As Frank has mentioned, areas outside of a Radiology reporting room are going to be bright and the main contributing factor to a lack of perceived image quality by users. If you give the users brighter, anti-glare screens, this will counter act the ambient light conditions they are likely struggling with but they must still be DICOM. Regular calibration of a display is also quite important to allow you keep a level of consistency required when working with medical images. Calibration is also recommended under the RCR-PACS 3rd edition for clinical review displays.
As someone who currently designs and supply’s Operating room imaging solutions, PACS images are often seen in such a bright environment and modalities often “produce images” users consider to be “diagnosing from”. I say the same thing to them, if the screen is bright enough, in-DICOM and conforming the GSDF, you would be OK. Surgeons often comment on the ability to see multiple images rather than say “this image is poor”. Originally the RCR set the recommendations for reporting in 2 tiers, “recommended” and “minimum”, below minimum, you are likely not to find what you are looking for. Closer you get to recommended, its easier to look for so consider the user and environment and how much you want to speed them up more than anything.

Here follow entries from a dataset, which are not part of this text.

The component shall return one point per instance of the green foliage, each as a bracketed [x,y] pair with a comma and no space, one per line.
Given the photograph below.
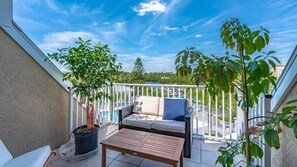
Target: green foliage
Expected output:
[219,72]
[138,70]
[248,71]
[88,67]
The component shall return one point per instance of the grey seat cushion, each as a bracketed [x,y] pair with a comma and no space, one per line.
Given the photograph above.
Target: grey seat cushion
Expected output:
[168,125]
[139,120]
[146,105]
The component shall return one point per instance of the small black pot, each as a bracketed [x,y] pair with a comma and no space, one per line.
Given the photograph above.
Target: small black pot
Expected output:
[86,142]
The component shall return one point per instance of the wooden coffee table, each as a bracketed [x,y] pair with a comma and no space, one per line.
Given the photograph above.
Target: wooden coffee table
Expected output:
[162,148]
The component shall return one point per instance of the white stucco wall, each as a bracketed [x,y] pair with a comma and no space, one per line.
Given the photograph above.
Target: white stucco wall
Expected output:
[33,105]
[286,156]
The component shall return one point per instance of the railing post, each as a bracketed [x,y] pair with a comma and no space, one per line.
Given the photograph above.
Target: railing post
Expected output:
[109,103]
[240,114]
[70,111]
[267,151]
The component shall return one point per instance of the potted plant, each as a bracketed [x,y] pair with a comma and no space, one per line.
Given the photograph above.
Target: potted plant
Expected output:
[248,70]
[89,68]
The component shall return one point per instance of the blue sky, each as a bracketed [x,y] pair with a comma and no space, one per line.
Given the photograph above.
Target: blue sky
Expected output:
[155,30]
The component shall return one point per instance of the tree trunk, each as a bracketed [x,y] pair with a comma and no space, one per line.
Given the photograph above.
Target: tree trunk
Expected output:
[90,116]
[245,106]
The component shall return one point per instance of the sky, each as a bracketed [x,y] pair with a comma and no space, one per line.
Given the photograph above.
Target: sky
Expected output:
[154,30]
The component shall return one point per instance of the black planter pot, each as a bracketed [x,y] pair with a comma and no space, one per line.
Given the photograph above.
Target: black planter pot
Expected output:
[86,142]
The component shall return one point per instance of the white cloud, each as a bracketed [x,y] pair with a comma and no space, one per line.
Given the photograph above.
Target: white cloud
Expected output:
[198,35]
[170,28]
[53,41]
[154,6]
[156,34]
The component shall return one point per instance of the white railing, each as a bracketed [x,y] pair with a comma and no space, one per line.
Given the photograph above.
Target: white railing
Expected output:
[213,118]
[218,118]
[259,110]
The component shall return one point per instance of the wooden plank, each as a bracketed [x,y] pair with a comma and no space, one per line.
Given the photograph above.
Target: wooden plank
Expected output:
[167,149]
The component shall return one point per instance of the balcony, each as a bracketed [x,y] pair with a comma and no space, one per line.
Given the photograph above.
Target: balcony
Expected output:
[214,122]
[204,154]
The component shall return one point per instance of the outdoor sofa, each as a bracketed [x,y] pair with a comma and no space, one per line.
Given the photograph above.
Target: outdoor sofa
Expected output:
[148,114]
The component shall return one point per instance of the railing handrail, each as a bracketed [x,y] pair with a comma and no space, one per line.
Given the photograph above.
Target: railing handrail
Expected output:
[161,85]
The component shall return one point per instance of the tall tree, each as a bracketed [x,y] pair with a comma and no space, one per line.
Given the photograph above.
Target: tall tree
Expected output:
[138,70]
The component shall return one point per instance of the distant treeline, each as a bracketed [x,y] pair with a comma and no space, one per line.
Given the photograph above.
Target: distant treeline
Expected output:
[159,77]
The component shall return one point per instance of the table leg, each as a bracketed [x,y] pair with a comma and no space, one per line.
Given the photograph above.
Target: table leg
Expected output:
[175,164]
[103,155]
[181,161]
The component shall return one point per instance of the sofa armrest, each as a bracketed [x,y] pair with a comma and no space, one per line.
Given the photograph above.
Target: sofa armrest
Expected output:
[124,112]
[189,114]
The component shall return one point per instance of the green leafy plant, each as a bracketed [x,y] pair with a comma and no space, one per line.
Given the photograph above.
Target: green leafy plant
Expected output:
[88,69]
[245,67]
[138,70]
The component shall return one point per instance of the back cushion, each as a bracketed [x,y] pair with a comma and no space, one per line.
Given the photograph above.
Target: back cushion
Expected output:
[146,105]
[175,109]
[161,106]
[5,155]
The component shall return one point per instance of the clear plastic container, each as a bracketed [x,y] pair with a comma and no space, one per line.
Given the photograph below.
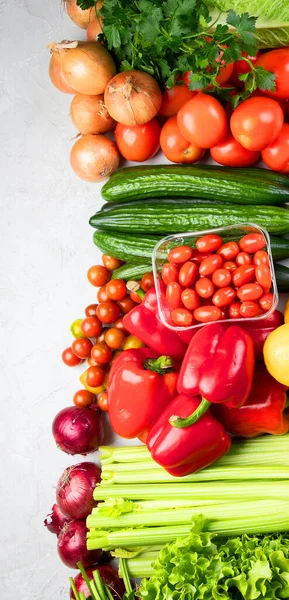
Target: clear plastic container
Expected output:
[232,232]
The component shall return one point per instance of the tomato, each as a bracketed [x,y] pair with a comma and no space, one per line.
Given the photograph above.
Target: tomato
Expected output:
[173,294]
[101,353]
[175,147]
[111,263]
[188,273]
[205,314]
[250,291]
[174,99]
[83,398]
[209,243]
[108,311]
[204,287]
[69,358]
[180,254]
[190,299]
[203,121]
[252,242]
[98,275]
[182,317]
[95,376]
[91,326]
[277,61]
[276,155]
[231,153]
[221,278]
[138,142]
[256,122]
[210,264]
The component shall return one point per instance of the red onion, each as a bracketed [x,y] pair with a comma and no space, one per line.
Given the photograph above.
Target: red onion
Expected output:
[74,492]
[71,545]
[56,520]
[108,575]
[78,430]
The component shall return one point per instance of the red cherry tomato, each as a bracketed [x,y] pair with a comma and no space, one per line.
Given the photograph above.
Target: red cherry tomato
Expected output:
[174,99]
[209,243]
[188,273]
[175,147]
[203,121]
[256,122]
[138,142]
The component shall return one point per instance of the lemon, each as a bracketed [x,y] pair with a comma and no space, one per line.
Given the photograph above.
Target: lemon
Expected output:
[276,354]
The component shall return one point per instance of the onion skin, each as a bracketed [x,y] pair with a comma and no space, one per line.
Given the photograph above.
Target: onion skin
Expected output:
[71,545]
[74,491]
[94,157]
[90,115]
[78,430]
[133,98]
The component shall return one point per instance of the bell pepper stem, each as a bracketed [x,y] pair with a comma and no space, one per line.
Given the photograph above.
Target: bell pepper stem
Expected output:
[176,421]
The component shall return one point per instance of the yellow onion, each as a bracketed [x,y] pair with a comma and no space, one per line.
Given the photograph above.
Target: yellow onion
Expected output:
[94,157]
[133,98]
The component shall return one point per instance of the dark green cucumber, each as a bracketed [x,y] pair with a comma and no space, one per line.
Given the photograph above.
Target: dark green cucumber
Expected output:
[166,217]
[195,181]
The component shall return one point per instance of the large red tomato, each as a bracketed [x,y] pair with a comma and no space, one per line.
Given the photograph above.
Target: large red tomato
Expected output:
[203,121]
[175,147]
[256,122]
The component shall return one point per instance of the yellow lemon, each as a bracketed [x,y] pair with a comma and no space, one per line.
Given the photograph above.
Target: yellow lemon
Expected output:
[276,354]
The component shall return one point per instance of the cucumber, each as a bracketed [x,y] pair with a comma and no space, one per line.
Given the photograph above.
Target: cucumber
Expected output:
[196,181]
[170,216]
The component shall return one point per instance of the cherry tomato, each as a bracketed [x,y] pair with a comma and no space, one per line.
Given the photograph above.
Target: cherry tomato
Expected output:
[190,299]
[147,281]
[175,146]
[224,296]
[90,310]
[204,287]
[209,243]
[101,353]
[182,317]
[174,99]
[205,314]
[173,294]
[115,337]
[69,358]
[138,142]
[188,273]
[221,278]
[180,254]
[256,122]
[82,347]
[210,264]
[111,263]
[95,376]
[231,153]
[91,326]
[108,311]
[203,121]
[243,274]
[83,398]
[277,61]
[252,242]
[250,309]
[250,291]
[229,250]
[98,275]
[263,277]
[276,155]
[102,401]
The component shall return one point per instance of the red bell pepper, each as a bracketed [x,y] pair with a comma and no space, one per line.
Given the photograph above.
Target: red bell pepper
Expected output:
[140,386]
[266,410]
[184,451]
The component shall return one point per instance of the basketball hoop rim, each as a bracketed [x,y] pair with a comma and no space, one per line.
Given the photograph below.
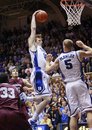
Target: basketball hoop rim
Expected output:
[74,4]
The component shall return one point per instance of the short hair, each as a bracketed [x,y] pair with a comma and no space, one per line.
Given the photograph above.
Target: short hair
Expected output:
[4,78]
[38,36]
[68,43]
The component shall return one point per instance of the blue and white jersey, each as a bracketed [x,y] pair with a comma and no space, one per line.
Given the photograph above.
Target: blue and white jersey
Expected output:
[39,79]
[70,66]
[38,57]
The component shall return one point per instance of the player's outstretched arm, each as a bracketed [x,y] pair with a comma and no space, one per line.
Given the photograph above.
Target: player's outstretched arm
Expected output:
[82,45]
[86,52]
[31,39]
[52,67]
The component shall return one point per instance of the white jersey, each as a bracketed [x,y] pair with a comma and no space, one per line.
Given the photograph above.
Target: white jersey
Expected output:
[70,66]
[38,57]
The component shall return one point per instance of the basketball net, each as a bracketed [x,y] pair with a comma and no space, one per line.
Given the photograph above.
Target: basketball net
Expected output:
[73,9]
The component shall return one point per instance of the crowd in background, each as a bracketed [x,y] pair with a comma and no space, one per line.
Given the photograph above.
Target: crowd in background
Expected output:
[14,53]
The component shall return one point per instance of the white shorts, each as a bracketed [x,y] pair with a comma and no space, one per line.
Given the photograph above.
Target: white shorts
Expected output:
[78,97]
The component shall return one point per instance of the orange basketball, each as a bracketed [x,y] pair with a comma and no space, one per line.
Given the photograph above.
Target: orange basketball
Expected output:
[41,16]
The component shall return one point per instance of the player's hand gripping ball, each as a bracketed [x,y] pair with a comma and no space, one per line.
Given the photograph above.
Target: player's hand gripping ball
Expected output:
[42,16]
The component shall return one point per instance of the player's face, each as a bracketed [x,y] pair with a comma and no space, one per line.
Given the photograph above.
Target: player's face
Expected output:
[14,73]
[39,41]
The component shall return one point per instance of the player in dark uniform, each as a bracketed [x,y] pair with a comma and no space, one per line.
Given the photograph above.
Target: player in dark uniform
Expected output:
[11,118]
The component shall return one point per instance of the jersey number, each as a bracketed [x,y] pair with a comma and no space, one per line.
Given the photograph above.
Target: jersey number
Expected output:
[7,92]
[68,64]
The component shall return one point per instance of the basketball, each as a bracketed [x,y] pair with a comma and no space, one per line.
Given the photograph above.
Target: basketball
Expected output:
[42,16]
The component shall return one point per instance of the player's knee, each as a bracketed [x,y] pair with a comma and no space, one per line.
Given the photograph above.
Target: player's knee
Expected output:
[48,99]
[89,118]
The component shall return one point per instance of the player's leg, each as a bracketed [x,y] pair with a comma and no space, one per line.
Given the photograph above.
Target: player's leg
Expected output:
[89,119]
[73,104]
[41,106]
[73,123]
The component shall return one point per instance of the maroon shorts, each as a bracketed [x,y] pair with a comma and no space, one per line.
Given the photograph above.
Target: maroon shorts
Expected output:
[13,120]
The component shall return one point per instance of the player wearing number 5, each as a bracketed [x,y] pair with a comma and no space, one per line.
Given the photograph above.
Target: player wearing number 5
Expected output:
[11,118]
[69,63]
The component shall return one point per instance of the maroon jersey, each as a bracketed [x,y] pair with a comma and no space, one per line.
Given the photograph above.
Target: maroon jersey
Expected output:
[18,83]
[8,96]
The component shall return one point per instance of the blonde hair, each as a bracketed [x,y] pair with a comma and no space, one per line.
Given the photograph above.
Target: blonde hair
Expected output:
[38,36]
[68,43]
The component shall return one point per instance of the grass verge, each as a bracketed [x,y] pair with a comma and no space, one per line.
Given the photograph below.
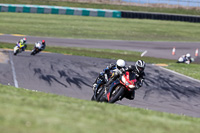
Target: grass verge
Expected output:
[189,70]
[97,28]
[105,6]
[36,112]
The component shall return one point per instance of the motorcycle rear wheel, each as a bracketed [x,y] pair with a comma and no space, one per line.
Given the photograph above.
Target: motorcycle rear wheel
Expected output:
[101,90]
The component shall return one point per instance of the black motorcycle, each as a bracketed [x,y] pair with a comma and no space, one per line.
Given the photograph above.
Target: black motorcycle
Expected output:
[37,48]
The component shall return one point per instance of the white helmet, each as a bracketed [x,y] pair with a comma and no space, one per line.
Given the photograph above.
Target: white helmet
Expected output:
[120,63]
[188,55]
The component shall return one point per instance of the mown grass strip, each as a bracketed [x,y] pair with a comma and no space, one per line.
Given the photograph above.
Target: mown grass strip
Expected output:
[36,112]
[189,70]
[105,6]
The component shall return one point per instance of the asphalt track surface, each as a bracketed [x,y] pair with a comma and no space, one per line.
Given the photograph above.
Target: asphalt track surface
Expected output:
[154,49]
[73,76]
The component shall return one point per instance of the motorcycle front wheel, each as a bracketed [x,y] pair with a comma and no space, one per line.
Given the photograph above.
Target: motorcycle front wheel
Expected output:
[117,94]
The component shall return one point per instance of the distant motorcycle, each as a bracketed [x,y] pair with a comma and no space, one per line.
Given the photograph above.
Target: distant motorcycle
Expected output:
[120,88]
[37,48]
[183,59]
[18,48]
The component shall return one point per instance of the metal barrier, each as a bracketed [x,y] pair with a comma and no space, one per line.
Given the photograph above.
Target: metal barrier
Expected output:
[59,10]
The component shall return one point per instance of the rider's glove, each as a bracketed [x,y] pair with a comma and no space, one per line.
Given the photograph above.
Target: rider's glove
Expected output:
[121,71]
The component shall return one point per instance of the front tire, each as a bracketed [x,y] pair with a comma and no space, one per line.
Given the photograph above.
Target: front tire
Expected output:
[117,94]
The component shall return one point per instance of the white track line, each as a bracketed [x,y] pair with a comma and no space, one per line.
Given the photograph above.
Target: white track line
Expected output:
[13,71]
[179,74]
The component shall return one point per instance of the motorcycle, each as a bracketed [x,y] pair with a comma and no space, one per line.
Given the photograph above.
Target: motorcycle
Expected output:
[120,88]
[99,91]
[183,59]
[18,48]
[37,48]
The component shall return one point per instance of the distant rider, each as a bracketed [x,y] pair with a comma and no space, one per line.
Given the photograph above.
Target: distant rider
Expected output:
[43,45]
[112,67]
[138,70]
[185,59]
[22,43]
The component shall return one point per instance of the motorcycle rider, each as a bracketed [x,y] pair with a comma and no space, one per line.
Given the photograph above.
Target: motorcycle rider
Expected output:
[185,59]
[120,64]
[138,70]
[43,45]
[22,43]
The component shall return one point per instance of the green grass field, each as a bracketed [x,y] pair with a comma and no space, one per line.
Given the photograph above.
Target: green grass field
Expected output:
[97,28]
[105,6]
[25,111]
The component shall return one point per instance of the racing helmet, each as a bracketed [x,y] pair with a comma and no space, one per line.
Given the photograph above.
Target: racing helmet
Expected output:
[140,66]
[188,55]
[120,63]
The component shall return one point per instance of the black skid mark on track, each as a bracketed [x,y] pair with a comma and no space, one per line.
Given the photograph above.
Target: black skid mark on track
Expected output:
[168,85]
[48,78]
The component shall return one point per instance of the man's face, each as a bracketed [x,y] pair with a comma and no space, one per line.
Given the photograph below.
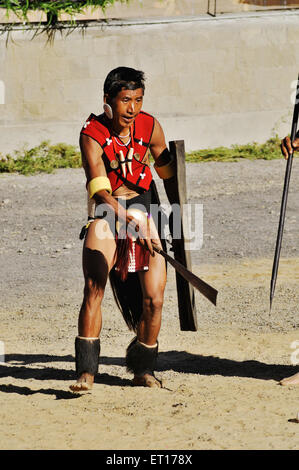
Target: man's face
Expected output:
[126,106]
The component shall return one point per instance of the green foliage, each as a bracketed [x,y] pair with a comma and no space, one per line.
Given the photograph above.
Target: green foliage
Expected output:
[268,151]
[43,158]
[47,158]
[52,8]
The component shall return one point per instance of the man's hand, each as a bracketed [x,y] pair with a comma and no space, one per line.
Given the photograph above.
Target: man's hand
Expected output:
[287,147]
[140,230]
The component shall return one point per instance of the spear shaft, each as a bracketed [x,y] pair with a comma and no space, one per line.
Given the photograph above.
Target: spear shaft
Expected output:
[284,198]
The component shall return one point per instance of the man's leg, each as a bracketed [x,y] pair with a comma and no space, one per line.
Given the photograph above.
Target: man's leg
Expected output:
[98,258]
[142,352]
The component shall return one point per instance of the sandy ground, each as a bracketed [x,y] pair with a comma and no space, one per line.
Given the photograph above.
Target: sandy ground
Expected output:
[221,382]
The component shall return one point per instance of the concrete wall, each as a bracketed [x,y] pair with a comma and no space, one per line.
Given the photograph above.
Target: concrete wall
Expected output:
[210,81]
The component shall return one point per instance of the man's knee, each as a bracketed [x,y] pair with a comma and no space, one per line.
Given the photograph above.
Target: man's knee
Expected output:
[93,288]
[96,271]
[153,304]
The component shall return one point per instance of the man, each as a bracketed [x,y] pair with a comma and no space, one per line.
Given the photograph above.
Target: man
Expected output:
[288,147]
[115,150]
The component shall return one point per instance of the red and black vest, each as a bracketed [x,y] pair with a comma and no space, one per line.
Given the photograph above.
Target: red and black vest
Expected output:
[141,133]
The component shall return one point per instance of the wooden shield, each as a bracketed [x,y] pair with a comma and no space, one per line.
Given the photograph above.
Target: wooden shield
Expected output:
[185,292]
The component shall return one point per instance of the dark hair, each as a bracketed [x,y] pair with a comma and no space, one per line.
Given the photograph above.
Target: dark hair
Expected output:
[123,78]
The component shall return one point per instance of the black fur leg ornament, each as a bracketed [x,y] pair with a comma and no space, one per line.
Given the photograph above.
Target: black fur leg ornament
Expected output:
[87,355]
[141,359]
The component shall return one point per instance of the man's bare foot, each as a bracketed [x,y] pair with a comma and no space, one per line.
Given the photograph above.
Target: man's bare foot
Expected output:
[147,380]
[83,384]
[293,380]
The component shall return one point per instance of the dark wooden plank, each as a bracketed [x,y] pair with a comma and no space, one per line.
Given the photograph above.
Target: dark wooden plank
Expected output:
[185,292]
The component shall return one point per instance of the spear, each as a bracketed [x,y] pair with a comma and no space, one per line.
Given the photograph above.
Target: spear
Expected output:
[284,198]
[205,289]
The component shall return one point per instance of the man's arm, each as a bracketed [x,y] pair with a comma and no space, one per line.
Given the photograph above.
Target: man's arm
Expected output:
[92,162]
[162,157]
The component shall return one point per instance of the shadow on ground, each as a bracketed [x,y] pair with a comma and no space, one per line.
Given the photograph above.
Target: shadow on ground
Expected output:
[20,366]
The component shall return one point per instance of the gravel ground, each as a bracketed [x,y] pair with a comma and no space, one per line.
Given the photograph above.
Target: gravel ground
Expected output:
[239,349]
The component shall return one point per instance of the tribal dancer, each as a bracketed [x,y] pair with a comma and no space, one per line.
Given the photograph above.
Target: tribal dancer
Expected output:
[115,150]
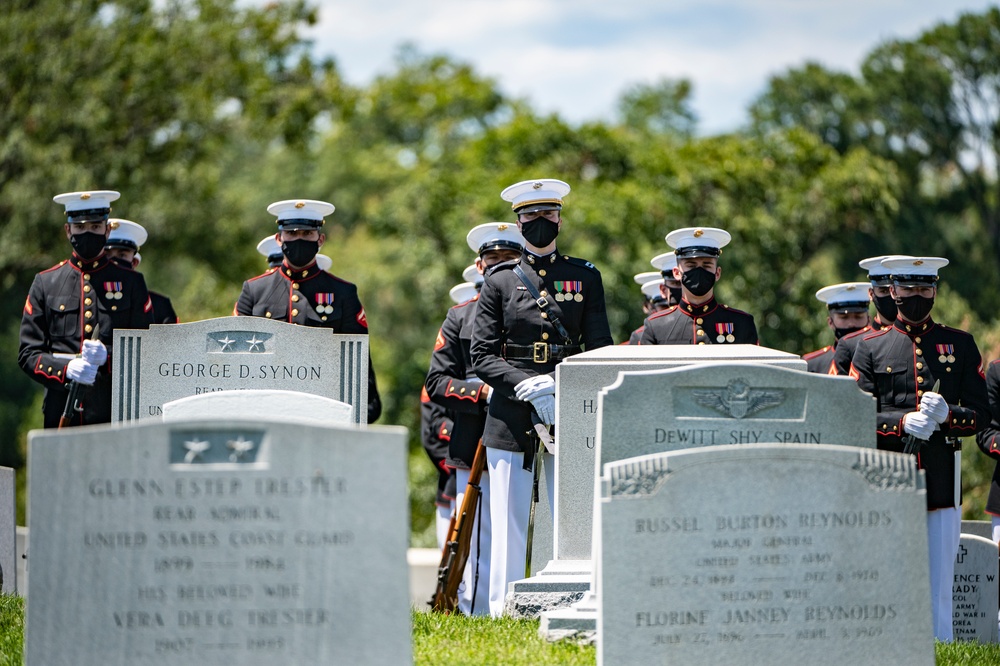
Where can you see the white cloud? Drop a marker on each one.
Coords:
(575, 57)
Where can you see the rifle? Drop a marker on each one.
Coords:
(544, 443)
(455, 553)
(73, 405)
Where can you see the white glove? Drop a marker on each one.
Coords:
(535, 386)
(80, 371)
(935, 406)
(545, 407)
(94, 352)
(919, 425)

In the OR environment, we see a lot of trusts giving users separate screen solutions for multiple image viewing because we see video (endo) and PC images (PACS) in the same environment which are not the same. If you have a screen that can do both and is bright enough, then you have saved time and money (by the way, we do have such solutions).
thank you all. We currently have 2MP monitors with a robust QA and calibration schedule and part of our ‘risk’ is that a 2MP monitor looks quite like a regular PC screen to an outside user. I quite often see users with xrays open on their normal PC screen and the EPR opened on the DICOM monitor.
Yep, I recognise that. Luckily our PACS viewer can be forced to open on a specific monitor.
Hi Frank, that is really interesting. Can I ask who your PACS vendor is? Is it the PACS or EHCR that is controlling that?